Trish instead suggested that pursuing an antitrust-enforcement action against the concentrated dialysis industry would be a better way to get at these pricing issues.

The actual underlying cost to provide dialysis is also unknown, making it hard to predict how this policy would impact clinics and patients, said Kristof Stremikis, director of the Market Analysis and Insight Team at the California Health Care Foundation. While he did not take a position on the ballot issue, he emphasized the need for more transparency to help determine value.

“The hard part is that no one really knows what we should be spending on health care, and this is sort of shocking, but nobody actually knows what it costs to deliver health care even within the industry,” he said.

The California Legislative Analyst’s Office said there are major sources of uncertainty within the proposal, including what would be part of allowable costs. “The impact of the measure would depend on how allowable costs are defined,” the office stated in an analysis of the measure. “Including more costs as allowable would make revenue caps higher and allow [chronic-dialysis clinics] to keep more of their revenues (by requiring smaller rebates). Including fewer costs as allowable would make revenue caps lower and allow clinics to keep less of their revenues (by requiring larger rebates).”

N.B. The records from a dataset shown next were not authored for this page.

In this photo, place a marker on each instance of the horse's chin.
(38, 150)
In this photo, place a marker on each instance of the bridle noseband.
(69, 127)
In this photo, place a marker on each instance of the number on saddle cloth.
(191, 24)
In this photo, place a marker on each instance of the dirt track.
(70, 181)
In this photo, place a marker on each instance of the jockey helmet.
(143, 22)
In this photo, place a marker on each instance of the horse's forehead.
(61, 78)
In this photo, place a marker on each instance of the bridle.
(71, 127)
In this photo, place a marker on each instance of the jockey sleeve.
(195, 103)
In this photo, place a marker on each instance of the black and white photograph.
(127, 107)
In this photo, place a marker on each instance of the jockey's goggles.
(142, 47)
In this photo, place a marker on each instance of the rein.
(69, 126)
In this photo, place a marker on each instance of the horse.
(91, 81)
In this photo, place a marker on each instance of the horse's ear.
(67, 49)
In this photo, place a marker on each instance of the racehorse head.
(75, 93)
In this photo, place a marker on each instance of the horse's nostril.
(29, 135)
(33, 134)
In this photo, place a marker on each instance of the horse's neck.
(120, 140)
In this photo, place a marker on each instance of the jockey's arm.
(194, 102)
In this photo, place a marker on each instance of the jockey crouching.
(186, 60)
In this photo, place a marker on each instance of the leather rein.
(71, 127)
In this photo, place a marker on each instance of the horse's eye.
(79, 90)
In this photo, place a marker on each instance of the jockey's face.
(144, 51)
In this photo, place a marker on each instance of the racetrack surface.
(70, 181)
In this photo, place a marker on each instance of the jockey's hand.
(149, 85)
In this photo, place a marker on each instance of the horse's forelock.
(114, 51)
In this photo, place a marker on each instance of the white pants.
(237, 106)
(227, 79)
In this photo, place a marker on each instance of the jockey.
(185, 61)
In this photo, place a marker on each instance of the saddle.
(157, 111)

The office’s prediction on how the industry would react runs the gamut from dialysis centers increasing allowable costs, which could in turn boost wages and benefits for nonmanagerial staff, to clinics potentially closing their doors because of large rebates and reduced revenues.

This isn’t the first attempt to target dialysis-industry revenue in California. At the end of September, Gov. Jerry Brown vetoed legislation that aimed to address concerns that patients were being steered by providers into private insurance, when they were eligible for other options like Medicare, in order to boost profits. The bill was also backed by the Service Employees International Union.

While Brown acknowledged “the questionable practice of financially interested entities” in his letter to the California State Senate, he vetoed the measure because “this bill goes too far as it would permit health plans and insurers to refuse premium assistance payments and to choose which patients they will cover.”